Under Oregon state law, some food stamp recipients are permitted to deduct their medical marijuana costs from their income in calculating their eligibility for the federal program.
The provision allows seniors and those who qualify for Social Security Disability Insurance to deduct medical costs such as prescription drugs when submitting income information to determine if they qualify for food stamps. Medical marijuana, still illegal at the federal level, has been grouped in this larger category since the state legalized it back in 1998.
"Medical marijuana gets treated just like any other prescription drug," Gene Evans, spokesman for the Oregon Department of Human Services, told the Oregonian.
Included in these available deductions are fees for obtaining a state-issued medical marijuana card, expenses incurred while cultivating marijuana and the costs of purchasing it from a third-party grower.

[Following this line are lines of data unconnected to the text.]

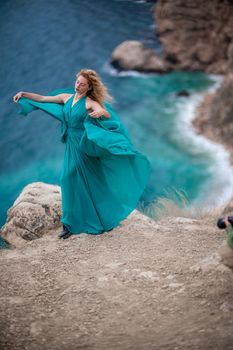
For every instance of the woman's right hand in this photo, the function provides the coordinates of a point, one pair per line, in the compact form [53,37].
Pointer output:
[18,96]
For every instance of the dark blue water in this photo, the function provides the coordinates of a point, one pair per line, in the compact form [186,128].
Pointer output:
[43,45]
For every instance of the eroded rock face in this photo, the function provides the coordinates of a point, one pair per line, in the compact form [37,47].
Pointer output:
[133,55]
[36,211]
[215,114]
[195,34]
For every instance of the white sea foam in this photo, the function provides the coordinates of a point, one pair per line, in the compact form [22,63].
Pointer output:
[219,189]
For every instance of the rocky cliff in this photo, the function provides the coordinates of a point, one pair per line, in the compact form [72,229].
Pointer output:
[195,34]
[144,285]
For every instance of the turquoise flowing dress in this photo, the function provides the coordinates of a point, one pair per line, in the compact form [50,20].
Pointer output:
[103,176]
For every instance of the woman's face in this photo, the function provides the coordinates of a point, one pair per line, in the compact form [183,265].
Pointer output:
[81,85]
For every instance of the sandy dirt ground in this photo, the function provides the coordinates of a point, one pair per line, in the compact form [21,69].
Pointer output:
[144,285]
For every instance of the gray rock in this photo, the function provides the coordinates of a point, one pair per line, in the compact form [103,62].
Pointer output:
[36,211]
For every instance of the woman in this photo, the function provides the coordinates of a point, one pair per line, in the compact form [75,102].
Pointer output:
[103,175]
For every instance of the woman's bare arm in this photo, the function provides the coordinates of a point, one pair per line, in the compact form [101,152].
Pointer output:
[60,98]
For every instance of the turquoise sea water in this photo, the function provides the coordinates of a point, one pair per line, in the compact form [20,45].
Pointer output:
[45,43]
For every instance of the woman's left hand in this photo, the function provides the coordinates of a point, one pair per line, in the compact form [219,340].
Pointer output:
[97,113]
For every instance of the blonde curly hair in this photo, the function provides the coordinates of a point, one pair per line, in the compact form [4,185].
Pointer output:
[98,91]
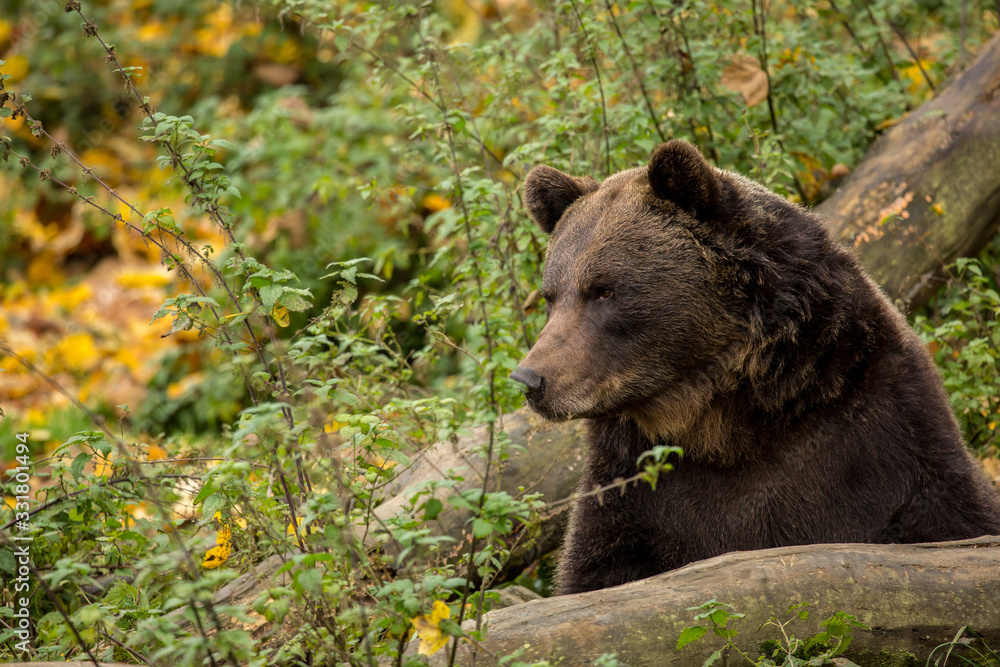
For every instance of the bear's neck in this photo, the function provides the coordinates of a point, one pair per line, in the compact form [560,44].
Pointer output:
[814,355]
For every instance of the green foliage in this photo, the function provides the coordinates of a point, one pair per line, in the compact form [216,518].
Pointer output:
[787,650]
[962,329]
[967,648]
[372,288]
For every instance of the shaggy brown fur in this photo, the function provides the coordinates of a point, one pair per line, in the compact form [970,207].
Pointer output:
[691,306]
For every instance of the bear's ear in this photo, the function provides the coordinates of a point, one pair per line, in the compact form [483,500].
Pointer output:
[548,192]
[678,172]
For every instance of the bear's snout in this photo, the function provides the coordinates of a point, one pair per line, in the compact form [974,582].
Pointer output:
[534,384]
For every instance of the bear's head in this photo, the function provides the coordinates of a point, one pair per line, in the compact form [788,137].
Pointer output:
[643,316]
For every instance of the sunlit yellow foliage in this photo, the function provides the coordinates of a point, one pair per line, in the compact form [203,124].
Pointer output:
[76,352]
[280,315]
[428,628]
[16,67]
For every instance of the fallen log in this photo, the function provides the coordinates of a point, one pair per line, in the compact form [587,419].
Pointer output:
[928,191]
[913,597]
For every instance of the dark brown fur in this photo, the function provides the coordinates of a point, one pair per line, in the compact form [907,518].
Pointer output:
[691,306]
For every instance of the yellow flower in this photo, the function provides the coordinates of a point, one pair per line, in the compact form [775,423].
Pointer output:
[432,639]
[218,555]
[215,557]
[280,315]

In Oregon, some benefits also appear to go both ways. According to an Oregon Department of Public Health pamphlet on medical marijuana, applicants for growsites can receive a reduced fee if they provide documentation that they are currently enrolled in the food stamp program. Reduced rates for medical marijuana registry cards are available for food stamp recipients in other states as well.
According to the Oregonian, Maine and New Mexico both have similar language regarding the deduction of medical marijuana expenses, but an inquiry by the newspaper found the federal government unreceptive to the state practice.
"No state may deduct the cost of any substance considered illegal under federal law, including medical marijuana," the U.S. Department of Agriculture wrote in response to the Oregonian. "Although there may be state or local laws that permit the cultivation, prescription, and sale of marijuana for medicinal purposes, such activity is not permitted under federal law."
Evans said most food stamp recipients are unaware of the rules regarding medical marijuana deductions, and though there is some overlap between the two pools, the practice is used only infrequently.
According to the Oregonian, however, their report made enough of a stir to prompt state officials to plan discussions with federal food stamp administrators concerning the law.